Le phénomène souligne​​ l’intérêt croissant pour des collaborations avec les influenceurs qui semblent devenir incontournables, non seulement pour gagner en visibilité mais aussi et surtout pour bénéficier de l’engagement de leurs communautés.

Depuis le début de l’année le gouvernement multiplie les collaborations avec les influenceurs français, Enjoy Phoenix, Lena Situations et, dernièrement, McFly et Carlito défiés par Emmanuel Macron lui-même. Ces opérations déclenchent les cris d’orfraie des commentateurs du sérail qui y voient un dévoiement de la communication politique.
Mais ces protestations ressemblent à s’y méprendre à celles qui ont accompagnées l’avènement de la « politique spectacle » à la télévision au siècle dernier. Chaque époque a ses polémiques.

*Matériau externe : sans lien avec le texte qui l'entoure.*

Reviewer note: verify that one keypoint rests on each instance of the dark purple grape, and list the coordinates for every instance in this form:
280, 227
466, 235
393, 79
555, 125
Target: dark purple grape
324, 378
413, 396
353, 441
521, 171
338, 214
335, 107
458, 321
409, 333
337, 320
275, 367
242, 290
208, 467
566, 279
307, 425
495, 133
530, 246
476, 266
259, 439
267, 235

Bienvenue dans un monde post-publicitaire

Si la sphère politique s’y intéresse, ce n’est donc pas simplement pour toucher les jeunes comme cela est trop souvent résumé.

L’audience des influenceurs est bien plus large (même si le cœur de cible est là) et surtout le format permet de développer un discours pédagogique qui sort des codes publicitaires.
Car dans ces opérations, l’enjeu est bien de s’extraire des codes publicitaires pour embrasser des formats différents qui permettent une élaboration des discours.
Cela peut sembler paradoxal mais l’influence est devenue le lieu où l’on peut pousser plus loin la pédagogie pour un nouveau produit ou service, ou encore mieux pour sensibiliser à une cause, comme McFly et Carlito l’ont fait pour promouvoir les gestes barrières.

À côté des grandes campagnes classiques de sensibilisation, il y a désormais la place pour des dispositifs qui intègrent le monde post-publicitaire dans lequel nous sommes entrés.
Ad blockers, domination de plateformes d’entertainement dépourvues de publicité (Netflix, AmazonPrimeVidéo, Disney+, …)​, à mesure que l’univers se digitalise, il offre de moins en moins de surfaces d’exposition à la publicité, de moins en moins d’attention, également. Difficile en effet de faire passer un message construit sur une simple bannière mobile et pour quel impact ? L’avenir est donc au recours à des formats digitaux éditoriaux et non publicitaires pour s’assurer de la diffusion des messages, et surtout de leur compréhension.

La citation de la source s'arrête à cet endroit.